Syria to face UN questioning over the Houla massacre

The UN Human Rights Council will hold a special session on the situation in Syria this Friday announced UN officials.

Fifty-one nations have signed in support of the session, which will address last week’s killing of more than a 100 civilians in Houla.

Speaking on the massacre, the US ambassador to the U.N, Susan Rice, said,

“in the absence of the Assad regime adhering to its commitments suddenly and definitively, the security council and others in the international community will come together and in a unified way to increase the pressure on the Assad regime, including through the use of sanctions..”

Detailing the 'worst case scenario', Rice said,

"none of this happens and the violence intensifies and spills over the region. It heightens sectarian fissures and we in effect have a proxy war which outsiders are supporting the opposition or the government through arms and other means.”

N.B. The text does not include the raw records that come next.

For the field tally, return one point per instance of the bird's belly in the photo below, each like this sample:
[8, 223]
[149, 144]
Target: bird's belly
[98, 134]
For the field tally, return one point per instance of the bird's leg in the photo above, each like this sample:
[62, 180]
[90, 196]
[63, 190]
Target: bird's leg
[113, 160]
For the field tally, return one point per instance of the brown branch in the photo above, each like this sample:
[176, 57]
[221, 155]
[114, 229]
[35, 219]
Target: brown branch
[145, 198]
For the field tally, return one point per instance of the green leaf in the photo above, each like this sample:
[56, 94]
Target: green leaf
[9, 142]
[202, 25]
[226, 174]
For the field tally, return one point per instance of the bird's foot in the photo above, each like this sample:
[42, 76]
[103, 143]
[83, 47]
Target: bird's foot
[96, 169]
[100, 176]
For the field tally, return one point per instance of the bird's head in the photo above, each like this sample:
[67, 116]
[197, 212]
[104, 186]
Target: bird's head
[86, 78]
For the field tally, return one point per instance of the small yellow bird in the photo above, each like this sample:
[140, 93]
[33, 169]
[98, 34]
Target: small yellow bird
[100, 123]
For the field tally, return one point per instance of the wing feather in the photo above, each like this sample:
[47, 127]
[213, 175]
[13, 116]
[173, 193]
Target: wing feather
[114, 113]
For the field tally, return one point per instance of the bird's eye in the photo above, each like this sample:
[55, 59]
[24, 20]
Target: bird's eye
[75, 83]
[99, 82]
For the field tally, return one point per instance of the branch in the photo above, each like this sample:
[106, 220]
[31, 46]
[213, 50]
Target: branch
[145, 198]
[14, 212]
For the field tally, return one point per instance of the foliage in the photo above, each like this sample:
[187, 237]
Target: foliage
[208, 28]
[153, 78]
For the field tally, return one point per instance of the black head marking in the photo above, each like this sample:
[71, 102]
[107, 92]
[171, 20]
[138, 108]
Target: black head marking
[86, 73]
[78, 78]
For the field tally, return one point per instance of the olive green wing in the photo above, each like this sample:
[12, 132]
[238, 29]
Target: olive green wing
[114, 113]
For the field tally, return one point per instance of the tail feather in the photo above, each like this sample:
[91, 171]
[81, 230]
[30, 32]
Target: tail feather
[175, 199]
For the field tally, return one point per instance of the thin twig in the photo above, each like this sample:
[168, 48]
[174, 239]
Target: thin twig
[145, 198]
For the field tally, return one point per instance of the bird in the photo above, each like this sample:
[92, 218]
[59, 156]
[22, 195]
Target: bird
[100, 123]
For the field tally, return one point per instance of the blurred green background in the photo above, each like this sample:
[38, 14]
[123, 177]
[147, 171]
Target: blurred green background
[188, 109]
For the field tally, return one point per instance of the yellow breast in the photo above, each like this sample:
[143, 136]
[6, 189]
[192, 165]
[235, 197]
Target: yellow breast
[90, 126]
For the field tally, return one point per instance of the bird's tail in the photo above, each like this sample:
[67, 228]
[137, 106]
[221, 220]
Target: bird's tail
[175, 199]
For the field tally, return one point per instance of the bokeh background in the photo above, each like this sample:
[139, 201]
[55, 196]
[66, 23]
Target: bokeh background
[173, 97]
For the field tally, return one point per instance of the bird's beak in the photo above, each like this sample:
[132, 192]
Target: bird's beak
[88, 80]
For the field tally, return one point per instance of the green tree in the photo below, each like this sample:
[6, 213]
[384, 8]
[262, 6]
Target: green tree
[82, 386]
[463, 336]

"And members of this council and members of the international community are left with the option only of considering whether they are prepared to take actions outside of the Annan plan and the authority of this council,"

The Houla massacre prompted several nations including the US, UK, France, Germany and Australia, to expel Syrian diplomats on Tuesday.

Just last week a UN panel of independent human rights experts concluded that the government forces were largely responsible for most of the violence unfolding, including the extra-judicial killing and torturing of members of the opposition.